Aus den furchtbaren Erfahrungen des letzten Jahrhunderts hat die Kirche gelernt, dass das so nicht geht. Das Judentum ist in der Welt der Religionen unser älterer Bruder, der nicht von Gott enterbt wird, nur weil auch jüngere Brüder geboren werden. Der 10. Sonntag nach Trinitatis soll heute dazu dienen, das Verständnis des jüdischen Glaubens zu vergrößern und das Verhältnis der beiden verwandten Religionen zu vertiefen.
Biblische Lesung
zum 9. Aw (aus Psalm 74)
Gott, warum verstößest du uns für immer
und bist so zornig über die Schafe deiner Weide?
Gedenke an deine Gemeinde, die du vorzeiten erworben
und dir zum Erbteil erlöst hast,
an den Berg Zion, auf dem du wohnest.
Richte doch deine Schritte zu dem, was so lange wüst liegt.
Der Feind hat alles verheert im Heiligtum.
Sie sprechen in ihrem Herzen: Lasst uns sie ganz unterdrücken!
Sie verbrennen alle Gotteshäuser im Lande.
Hoch sieht man Äxte sich heben wie im Dickicht des Waldes.
Sie zerschlagen all sein Schnitzwerk mit Beilen und Hacken.
Unsere Zeichen sehen wir nicht mehr,
kein Prophet ist mehr da, und keiner ist bei uns, der etwas weiß.
Interpretation
Widersprüche prägen die jüdische Kultur, die vor allem in der Kunst des Erinnerns besteht: Sich nicht nur vom Augenblick bestimmen lassen, sondern auch um das andere wissen: Was einmal war oder vielleicht wieder sein wird.

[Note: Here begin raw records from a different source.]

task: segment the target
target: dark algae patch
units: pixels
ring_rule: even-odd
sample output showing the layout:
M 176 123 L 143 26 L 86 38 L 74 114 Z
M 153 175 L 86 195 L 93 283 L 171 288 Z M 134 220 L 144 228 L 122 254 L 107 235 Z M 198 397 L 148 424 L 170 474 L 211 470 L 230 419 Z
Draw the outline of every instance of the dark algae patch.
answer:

Das Jüdische Volk erinnert sich in seinen Festen: An die wunderbare Errettung beim Auszug aus Ägypten ebenso wie an die Bitterkeit der Sklaverei und den unsicheren Weg zur Freiheit. An die Zeit der großen Könige und den Bau eines zentralen Heiligtums in Jerusalem ebenso wie an die Katastrophe, die 586 v. C. mit Nebukadnezar über das Land hereinbrach, symbolisch verdichtet in der Zerstörung des Tempels.
Doch der 9. Aw erzählt auch von der zweiten Zerstörung des Tempels im Jahre 70 nach Christus. Die Römer hatten einen Aufstand in ihrer Provinz Palästina niedergeschlagen. Jerusalem wurde umbenannt in "aelia capitolana" und die Juden wurden aus ihrer eigenen Hauptstadt verbannt. Damit begann die Zeit der Heimatlosigkeit, die mit immer neuen Vertreibungen und Verfolgungen bis zur Staatsgründung 1948 andauerte. Die leidgetränkte Geschichte des Volkes Israel ist in jedem Fall darin einzigartig, dass ihre Kultur fast zwei Jahrtausende überdauerte ohne den Schutz einer eigenen Staatsmacht und eines Militärs.
In der Aufarbeitung des Holocausts, der Shoah, versucht die Kirche - wenn auch sehr spät -, einen gleichberechtigten Dialog mit dem Judentum zu führen. Das bringt tiefgreifende Infragestellungen mit sich, aber auch große Chancen eines Erkenntnisgewinns: Die Verwurzelung des christlichen Glaubens in jüdischen Traditionen wird neu entdeckt - schließlich war Jesus ein jüdischer Rabbi, der seine angestammte Religion niemals verlassen hat. Er hat zwar einige Vertreter zeitgenössischer jüdischer Strömungen kritisiert, aber es ist nicht anzunehmen, dass er Kirchenrepräsentanten weniger kritisch gegenüberstünde.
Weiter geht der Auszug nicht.